Sen. Tom Cotton, Arkansas Republican, disclosed during the hearing that the Chinese nuclear arsenal has expanded by more than 100% since Chinese President Xi Jinping took power in 2012 and that the Pentagon estimates the expansion will increase by 500% before it is through. China’s communist regime, until very recently, maintained a much smaller nuclear arsenal compared with those of Russia and the United States, contending it needed only enough missiles to deter a nuclear strike by a hostile power.

“The breakout that we saw, and the advancement and how quickly the advancements we are seeing on China to create a viable triad are breathtaking,” said Gen. Cotton, noting that the rapid fielding of weapons is “unprecedented.”

China’s land-, air- and sea-based nuclear array includes H-6 bombers, a new H-20 stealth bomber and six missile submarines with advanced JL-3 missiles “capable of striking the continental United States from littoral waters,” he said.

Strategic Command officials reported to Congress a year ago that China’s arsenal of land-based strategic intercontinental ballistic missile (ICBM) launchers exceeded the number of U.S. Minuteman III launchers.

“Today, the PRC likely has more than 500 operational nuclear warheads and, should it continue building weapons at its current pace, could have more than 1,000 nuclear warheads by 2030,” Gen. Cotton said in his statement.

Three large ICBM fields were built in 2022, with at least 300 solid-fuel DF-31A missiles armed with multiple warheads.

China is building a new generation of road-mobile ICBMs and has 1,000 medium-range missiles that can be armed with either conventional or nuclear warheads that have the range to threaten the U.S. island of Guam and allied nations in the region.

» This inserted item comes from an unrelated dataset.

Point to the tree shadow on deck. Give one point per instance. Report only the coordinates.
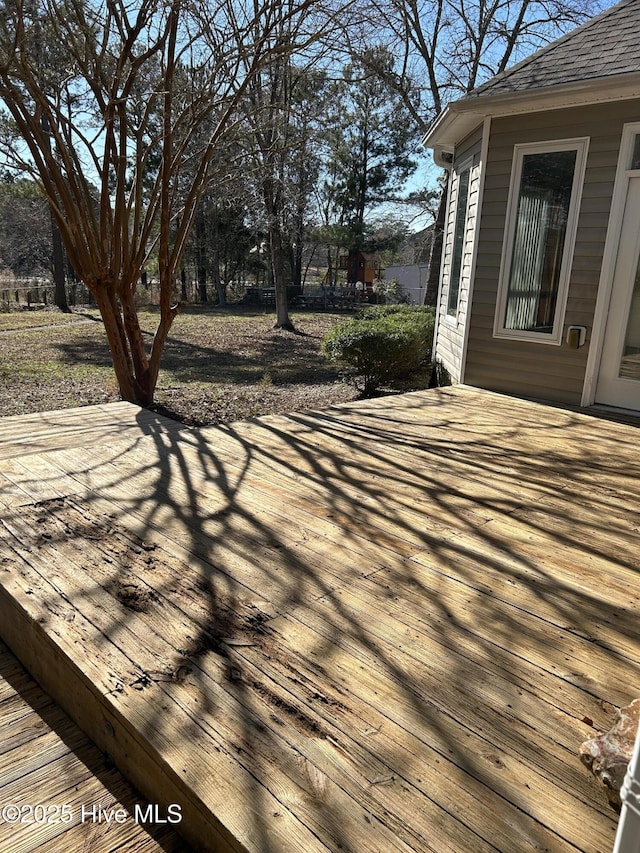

“These developments, combined with [China’s] increasing counter-space and cyber capabilities, pose a complex but not insurmountable challenge to U.S. strategic deterrence,” Gen. Cotton said.

Beyond ‘minimum’

Gen. Cotton testified that China’s large nuclear buildup, contrary to what its leaders say, no longer ranks as a “minimum deterrent” force. China also appears to have abandoned a decade-old strategy of concealing its military capabilities as it grows into an economic superpower rivaling the U.S.

Now “they’re showing us their capabilities and showing us how fast they can grow,” Gen. Cotton said.

Gen. Cotton said the growing ties among China, Iran, Russia and North Korea create the possibility that U.S. commanders will be faced with the challenge of simultaneous crises and increased aggression on multiple fronts. Chinese and Russian bombers flew joint patrols in the western Pacific in November and a joint maritime patrol near the Aleutian Islands over the summer.

North Korea and Iran are delivering arms to Russia for its war in Ukraine, helping Moscow reclaim the initiative on the battlefield over outgunned Ukrainian forces.

“This increasing cooperation and the risk of simultaneous crisis or conflict place a premium on credible, robust and flexible joint force response options that signal our readiness and commitment to potential adversaries, allies and partners,” Gen. Cotton said.

The four-star general urged senators to support the modernization of aging U.S. nuclear forces that are being upgraded with new missiles, bombers and submarines.

Gen. Cotton said America’s strategic forces are more powerful and remain fully capable of deterring potential adversaries despite nuclear advances by China and Russia.

“Today, we’re still superior. No adversary should ever doubt our capability today,” Gen Cotton said, even while acknowledging that current threats are “unlike anything America has encountered.”

Sen. Roger F. Wicker of Mississippi, a former chairman and now the ranking Republican on the Armed Services Committee, noted that a congressional strategic commission last year called for rapidly updating nuclear and space programs to counter the threats from China and Russia. He said the Biden administration has failed to heed the call.

“Unfortunately, the current administration has naively maintained the status quo,” he said. “While the United States has stayed complacent, Russia and China have advanced by leaps and bounds in their nuclear and space programs.”